Note, though, that (as I previously mentioned it), connection join never raises for
UDP connections, as it makes no sense. UDP is connection-less, and more importantly,
since UDP is a fire-and-forget method of sending data, there is no ACK from the other
end(s) to confirm that the data has been received.
In other words: do not rely on the UDP system connection join, this is a unreliable
way of doing things.
Florent
My point is just that the "connection" join is meaningless for UDP.
But if you have a valid reason for it to go high, then low, when a
datagram is received, we're not against reinstating it. Just need to
understand the actual requirement, so as to maybe offer a better
solution.
Florent
This is the fundamental thing with UDP: there is _no_ connection. Which
makes it much faster than TCP, because datagrams don't have to be
acknowledged, and there is no connection establishment latency.

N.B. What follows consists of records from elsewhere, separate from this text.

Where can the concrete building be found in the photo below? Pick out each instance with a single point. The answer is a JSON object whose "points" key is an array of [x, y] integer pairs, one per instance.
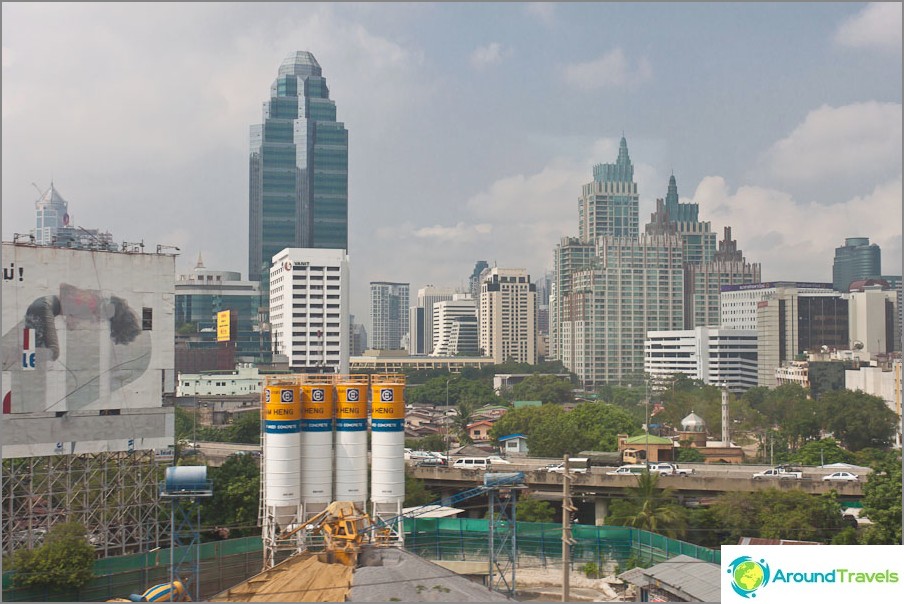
{"points": [[856, 259], [309, 309], [388, 315], [714, 356], [455, 329], [508, 316], [298, 164], [791, 323], [421, 318], [738, 303]]}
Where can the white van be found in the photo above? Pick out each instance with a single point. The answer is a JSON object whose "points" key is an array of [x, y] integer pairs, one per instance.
{"points": [[471, 463]]}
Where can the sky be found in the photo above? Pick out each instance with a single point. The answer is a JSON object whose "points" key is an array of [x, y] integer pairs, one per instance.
{"points": [[472, 126]]}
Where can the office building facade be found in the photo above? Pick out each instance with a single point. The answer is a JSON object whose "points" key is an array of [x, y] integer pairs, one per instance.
{"points": [[508, 316], [298, 189], [309, 306], [388, 315]]}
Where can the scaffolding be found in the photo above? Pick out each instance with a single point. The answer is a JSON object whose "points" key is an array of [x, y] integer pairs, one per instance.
{"points": [[112, 494]]}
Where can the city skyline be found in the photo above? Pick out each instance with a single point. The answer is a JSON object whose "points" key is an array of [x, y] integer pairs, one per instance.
{"points": [[472, 128]]}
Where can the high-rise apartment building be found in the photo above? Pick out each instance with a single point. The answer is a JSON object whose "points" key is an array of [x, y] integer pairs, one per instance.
{"points": [[420, 318], [388, 315], [455, 331], [298, 189], [309, 309], [856, 259], [508, 316]]}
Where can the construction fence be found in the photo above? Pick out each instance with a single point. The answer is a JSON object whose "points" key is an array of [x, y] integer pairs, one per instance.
{"points": [[227, 563]]}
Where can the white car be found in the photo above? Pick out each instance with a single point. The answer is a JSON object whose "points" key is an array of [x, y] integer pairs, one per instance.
{"points": [[842, 476]]}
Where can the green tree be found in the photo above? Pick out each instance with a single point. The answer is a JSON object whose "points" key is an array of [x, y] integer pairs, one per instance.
{"points": [[64, 561], [649, 507], [415, 491], [529, 509], [236, 496], [882, 503], [546, 388], [858, 420]]}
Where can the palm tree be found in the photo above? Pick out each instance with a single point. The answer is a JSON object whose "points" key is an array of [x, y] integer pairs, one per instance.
{"points": [[650, 508]]}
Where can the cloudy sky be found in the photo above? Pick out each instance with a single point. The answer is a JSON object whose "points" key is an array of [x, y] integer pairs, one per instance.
{"points": [[472, 127]]}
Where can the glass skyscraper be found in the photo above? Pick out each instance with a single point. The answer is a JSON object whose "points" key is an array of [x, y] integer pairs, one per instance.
{"points": [[298, 187]]}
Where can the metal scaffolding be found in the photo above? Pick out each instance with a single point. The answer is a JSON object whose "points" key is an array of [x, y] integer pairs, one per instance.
{"points": [[113, 494]]}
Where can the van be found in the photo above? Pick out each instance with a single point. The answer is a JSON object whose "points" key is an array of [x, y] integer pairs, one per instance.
{"points": [[471, 463], [629, 469]]}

So what's the use of a "connection" join? If you need a join to be
triggered high when a datagram is received, I understand and we
can restore this functionality. But really, all you should be relying
upon with UDP is feedback matching.
Now your analysis highlights an issue where TCP connections don't
seem to raise the connected join high when the connection is made:
we'll fix this one. For the other issues you found, I'd like to try
your test GUI so as to have the exact same settings. Can you email
it to me?
Thanks,
Florent
You are using a broadcast address, and there was a recent change
in the UDP code (to fix another issue) that broke receiving messages
from broadcast and multicast addresses (sending worked, though).